Thirty-six years after the wedding and the bride has a problem.
"My wedding dress, it was really badly stained and spotted," said Valerie Chown, a Crystal Cleaning Center customer.
Chown loaned the gown to a friend who ruined it. She came to the Crystal Cleaning Center hoping for a miracle in what looks like wall-to-wall wedding dress land.
"It's beautiful. It's perfect," said Chown as she saw it after it was cleaned.
Lynnette Watterson strives for perfection and has that reputation at the Crystal Cleaning Center. She charges as much as $700 for heirlooming -- the museum-quality restoration and preservation of wedding gowns.
"I'm probably not going to hold it and pick it up a lot.
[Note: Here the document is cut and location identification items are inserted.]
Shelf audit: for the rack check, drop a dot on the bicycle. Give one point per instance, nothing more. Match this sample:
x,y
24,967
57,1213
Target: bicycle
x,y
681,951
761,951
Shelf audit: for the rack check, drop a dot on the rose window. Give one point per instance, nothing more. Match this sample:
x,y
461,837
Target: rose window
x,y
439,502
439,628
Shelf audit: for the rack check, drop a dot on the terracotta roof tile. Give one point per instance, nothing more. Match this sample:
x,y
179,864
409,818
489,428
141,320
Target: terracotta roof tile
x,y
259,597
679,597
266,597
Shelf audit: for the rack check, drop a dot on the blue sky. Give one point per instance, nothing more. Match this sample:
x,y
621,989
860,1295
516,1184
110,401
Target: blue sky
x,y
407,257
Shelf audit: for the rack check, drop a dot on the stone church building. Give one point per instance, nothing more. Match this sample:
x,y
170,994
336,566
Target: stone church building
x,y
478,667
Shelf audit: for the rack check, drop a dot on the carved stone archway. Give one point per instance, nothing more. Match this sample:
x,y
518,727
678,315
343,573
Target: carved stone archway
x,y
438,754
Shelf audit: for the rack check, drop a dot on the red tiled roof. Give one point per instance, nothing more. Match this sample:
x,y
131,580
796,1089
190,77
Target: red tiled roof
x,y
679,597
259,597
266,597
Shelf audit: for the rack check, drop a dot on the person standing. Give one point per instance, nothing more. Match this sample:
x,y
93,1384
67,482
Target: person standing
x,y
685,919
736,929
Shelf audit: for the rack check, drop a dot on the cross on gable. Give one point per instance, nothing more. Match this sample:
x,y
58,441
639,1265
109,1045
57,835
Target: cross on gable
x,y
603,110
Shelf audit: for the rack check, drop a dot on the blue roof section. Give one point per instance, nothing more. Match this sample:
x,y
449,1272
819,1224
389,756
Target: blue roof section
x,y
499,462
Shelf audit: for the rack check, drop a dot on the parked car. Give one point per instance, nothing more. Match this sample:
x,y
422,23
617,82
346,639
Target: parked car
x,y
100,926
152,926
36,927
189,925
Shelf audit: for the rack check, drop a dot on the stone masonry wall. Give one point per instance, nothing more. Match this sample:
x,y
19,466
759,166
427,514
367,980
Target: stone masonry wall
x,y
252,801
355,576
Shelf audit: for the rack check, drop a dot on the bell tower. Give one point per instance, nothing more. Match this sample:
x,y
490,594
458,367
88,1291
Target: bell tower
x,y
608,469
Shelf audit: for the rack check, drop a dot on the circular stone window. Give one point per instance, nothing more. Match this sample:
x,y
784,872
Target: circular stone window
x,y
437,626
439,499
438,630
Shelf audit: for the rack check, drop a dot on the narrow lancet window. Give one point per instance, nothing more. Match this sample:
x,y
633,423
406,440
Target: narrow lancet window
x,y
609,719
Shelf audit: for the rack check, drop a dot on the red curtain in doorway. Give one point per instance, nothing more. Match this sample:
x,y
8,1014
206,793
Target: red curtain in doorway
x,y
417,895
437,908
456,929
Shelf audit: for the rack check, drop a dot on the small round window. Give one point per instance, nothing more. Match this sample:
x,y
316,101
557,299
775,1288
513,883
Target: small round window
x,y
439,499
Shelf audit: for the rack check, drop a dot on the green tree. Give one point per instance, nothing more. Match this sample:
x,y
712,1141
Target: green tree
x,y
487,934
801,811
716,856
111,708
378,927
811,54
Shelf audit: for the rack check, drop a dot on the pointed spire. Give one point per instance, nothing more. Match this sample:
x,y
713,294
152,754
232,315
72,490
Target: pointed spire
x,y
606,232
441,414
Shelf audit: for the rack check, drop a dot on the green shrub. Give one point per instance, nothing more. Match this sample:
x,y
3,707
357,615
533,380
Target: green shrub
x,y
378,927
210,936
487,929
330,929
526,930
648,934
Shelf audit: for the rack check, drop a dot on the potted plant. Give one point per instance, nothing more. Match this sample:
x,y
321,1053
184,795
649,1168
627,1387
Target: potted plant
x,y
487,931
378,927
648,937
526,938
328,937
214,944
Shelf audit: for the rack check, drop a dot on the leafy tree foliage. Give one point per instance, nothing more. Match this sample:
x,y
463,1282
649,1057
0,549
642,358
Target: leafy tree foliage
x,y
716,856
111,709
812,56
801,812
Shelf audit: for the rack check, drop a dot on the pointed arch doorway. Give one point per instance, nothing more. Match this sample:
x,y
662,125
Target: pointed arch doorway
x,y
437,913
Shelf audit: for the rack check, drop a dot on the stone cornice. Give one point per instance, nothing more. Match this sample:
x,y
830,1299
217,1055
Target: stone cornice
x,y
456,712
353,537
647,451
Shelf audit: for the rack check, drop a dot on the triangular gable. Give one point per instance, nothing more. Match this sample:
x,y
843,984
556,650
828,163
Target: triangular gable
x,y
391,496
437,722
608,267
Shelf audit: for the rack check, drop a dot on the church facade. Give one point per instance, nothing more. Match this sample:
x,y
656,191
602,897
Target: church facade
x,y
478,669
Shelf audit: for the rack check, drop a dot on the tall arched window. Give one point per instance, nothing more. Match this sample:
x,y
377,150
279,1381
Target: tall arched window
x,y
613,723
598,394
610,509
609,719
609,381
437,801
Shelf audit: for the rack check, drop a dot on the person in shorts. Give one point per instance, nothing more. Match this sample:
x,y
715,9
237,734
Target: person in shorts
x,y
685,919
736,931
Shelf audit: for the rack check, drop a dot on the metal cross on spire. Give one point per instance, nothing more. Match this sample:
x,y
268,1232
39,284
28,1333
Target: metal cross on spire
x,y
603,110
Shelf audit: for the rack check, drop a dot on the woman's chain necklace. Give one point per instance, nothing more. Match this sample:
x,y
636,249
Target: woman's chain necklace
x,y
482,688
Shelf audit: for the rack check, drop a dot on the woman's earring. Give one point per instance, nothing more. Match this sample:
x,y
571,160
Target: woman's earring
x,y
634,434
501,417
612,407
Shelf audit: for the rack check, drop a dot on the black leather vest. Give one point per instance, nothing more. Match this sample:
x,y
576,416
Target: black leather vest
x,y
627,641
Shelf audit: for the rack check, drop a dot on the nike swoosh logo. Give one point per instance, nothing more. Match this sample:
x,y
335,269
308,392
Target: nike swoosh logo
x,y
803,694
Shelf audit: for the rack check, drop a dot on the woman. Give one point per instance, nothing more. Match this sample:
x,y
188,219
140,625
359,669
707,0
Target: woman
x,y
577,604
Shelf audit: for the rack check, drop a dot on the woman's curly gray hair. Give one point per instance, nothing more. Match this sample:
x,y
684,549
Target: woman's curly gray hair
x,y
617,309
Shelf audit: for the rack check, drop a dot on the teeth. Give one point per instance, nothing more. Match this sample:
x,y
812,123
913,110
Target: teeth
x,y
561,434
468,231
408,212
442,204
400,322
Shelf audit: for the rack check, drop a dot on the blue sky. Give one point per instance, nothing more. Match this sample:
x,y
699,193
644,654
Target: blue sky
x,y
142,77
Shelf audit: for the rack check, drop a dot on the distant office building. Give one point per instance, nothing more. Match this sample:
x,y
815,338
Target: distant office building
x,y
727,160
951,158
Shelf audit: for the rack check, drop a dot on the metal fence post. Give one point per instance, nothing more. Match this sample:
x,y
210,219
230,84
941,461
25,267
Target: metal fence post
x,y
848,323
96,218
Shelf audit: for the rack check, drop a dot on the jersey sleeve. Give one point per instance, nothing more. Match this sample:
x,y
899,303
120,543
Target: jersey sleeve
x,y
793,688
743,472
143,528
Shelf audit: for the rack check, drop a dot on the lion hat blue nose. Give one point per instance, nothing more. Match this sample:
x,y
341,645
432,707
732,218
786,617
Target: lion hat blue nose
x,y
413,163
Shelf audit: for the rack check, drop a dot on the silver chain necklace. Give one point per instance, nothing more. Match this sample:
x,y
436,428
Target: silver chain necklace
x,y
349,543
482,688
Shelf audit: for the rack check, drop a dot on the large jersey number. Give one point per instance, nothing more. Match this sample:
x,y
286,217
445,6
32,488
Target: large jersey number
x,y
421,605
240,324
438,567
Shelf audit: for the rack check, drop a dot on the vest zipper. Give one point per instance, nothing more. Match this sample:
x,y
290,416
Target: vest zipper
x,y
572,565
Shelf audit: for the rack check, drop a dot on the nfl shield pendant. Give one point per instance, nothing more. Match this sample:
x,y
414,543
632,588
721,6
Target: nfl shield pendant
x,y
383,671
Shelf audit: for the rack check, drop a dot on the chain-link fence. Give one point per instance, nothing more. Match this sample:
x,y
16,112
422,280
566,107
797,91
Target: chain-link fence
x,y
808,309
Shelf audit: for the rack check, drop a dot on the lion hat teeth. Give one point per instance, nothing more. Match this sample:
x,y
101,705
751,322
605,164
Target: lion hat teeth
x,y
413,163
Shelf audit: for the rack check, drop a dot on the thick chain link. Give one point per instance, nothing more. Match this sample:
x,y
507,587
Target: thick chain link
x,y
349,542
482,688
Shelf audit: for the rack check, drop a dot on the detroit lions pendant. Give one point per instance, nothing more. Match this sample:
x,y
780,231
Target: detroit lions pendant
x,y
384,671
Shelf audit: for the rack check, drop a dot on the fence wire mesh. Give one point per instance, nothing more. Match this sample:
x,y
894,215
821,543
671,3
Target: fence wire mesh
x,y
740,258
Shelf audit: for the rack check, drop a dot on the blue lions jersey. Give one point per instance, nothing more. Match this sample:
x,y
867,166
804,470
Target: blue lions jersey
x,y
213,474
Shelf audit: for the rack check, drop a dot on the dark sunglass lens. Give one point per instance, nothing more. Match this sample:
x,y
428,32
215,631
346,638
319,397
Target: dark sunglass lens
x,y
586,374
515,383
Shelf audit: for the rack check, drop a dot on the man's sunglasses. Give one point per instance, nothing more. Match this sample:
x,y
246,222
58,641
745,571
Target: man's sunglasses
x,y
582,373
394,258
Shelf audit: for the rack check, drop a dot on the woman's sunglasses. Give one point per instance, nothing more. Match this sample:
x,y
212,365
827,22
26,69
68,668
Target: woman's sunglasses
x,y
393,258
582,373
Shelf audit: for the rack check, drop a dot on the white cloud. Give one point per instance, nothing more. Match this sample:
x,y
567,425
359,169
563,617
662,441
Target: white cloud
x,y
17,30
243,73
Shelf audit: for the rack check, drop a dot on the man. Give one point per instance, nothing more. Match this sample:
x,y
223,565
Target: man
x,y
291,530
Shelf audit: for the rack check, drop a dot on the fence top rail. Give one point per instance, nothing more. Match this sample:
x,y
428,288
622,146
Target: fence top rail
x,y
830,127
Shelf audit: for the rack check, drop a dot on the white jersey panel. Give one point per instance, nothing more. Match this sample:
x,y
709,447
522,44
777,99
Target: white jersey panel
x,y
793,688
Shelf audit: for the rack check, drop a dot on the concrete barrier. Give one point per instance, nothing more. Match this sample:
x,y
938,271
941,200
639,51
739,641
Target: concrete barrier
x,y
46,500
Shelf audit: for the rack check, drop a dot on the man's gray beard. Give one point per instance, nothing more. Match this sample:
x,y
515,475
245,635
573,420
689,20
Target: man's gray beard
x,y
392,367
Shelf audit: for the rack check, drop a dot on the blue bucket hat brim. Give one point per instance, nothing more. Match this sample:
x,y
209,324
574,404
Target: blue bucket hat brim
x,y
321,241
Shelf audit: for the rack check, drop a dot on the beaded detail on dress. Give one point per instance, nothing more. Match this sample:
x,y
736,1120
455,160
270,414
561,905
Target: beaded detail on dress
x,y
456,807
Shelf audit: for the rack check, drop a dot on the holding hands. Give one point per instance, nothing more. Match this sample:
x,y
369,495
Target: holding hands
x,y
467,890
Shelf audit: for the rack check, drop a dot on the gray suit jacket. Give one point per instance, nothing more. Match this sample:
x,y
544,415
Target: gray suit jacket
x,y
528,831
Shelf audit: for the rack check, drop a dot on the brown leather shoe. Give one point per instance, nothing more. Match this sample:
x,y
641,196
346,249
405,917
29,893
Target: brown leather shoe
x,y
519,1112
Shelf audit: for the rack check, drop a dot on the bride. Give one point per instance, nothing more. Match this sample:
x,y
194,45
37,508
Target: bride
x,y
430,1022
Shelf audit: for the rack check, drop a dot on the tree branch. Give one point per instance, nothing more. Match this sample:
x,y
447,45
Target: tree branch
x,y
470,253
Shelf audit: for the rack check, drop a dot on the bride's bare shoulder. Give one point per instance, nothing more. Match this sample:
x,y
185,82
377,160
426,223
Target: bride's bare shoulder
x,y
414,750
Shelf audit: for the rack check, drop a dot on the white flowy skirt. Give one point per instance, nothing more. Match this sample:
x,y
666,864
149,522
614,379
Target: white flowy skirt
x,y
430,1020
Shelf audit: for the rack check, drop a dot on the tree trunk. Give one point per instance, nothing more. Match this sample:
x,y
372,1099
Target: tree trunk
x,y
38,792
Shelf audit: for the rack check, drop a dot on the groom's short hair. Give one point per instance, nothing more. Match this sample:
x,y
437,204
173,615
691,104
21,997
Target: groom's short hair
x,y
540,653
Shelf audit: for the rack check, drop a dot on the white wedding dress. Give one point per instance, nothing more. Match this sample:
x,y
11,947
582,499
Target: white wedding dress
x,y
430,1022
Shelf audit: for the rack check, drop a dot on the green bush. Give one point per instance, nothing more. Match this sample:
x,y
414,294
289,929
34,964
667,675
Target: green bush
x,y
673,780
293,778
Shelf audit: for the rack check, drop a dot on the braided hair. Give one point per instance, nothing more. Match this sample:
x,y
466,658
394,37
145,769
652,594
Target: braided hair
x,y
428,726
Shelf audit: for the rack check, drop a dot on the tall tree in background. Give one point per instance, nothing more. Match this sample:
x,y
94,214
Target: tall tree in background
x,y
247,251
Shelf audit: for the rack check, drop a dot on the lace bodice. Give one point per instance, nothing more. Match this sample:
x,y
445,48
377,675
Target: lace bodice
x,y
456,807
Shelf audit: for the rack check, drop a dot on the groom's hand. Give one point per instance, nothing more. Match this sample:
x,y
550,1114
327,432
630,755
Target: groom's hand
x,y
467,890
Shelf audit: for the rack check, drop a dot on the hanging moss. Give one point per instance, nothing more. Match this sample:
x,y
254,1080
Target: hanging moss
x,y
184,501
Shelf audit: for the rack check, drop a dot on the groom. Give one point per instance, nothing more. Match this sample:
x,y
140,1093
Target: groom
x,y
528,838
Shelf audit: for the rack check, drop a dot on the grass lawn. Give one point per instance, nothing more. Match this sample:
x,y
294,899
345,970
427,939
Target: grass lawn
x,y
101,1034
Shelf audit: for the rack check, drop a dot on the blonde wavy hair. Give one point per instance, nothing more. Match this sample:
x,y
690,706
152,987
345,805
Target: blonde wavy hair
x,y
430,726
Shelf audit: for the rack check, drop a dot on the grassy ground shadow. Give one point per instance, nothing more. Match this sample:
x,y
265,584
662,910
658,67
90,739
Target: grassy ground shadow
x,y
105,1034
But it is fun to know it is there and that it's back to the way I wore it the first time," said Chown.
And that is not often an easy task, based on the available evidence. Watterson can look at a dress and say, "It was a garden wedding." When we asked her how did she know, she replied, "Grass stains, heel marks... but it was a good time."
Larry Barrozo is her hidden cleaning genius in the back.
"It's an art," said Barrozo.
It's an art that requires a secret combination of chemical agents and elbow grease to remove food, wine, and the usual assortment.
When we asked him what was the grossest thing he had ever cleaned off a wedding gown he frankly replied, "Vomit."
If the service seems remarkable, consider how long this business has been here -- 50 years. That's longer than a lot of marriages.
Watterson told us, "By and large, you can't do your dry cleaning online."
She might also thank her mother, the omnipresent Violet Janks, who opened this shop and taught Watterson the art of perfection. You can see it in her finger when she sews and in the wedding dress she wore 40 years ago for her daughter. And you can hear the legacy in her voice as she bonds with customers.
When heirlooming a gown, only half the job is cleaning. The other half is choosing pictures and keepsakes to go in the box.
It is the little laundry side business that, after half a century, has become a main attraction. It's just the service... it's the person.
When we asked her what would her mom say, Watterson told us "that she's proud."
Does the bride still have a problem with her dress? Chown said, "Not at all."
Mom would never allow it.
"She's keeping a close eye on me," said Watterson.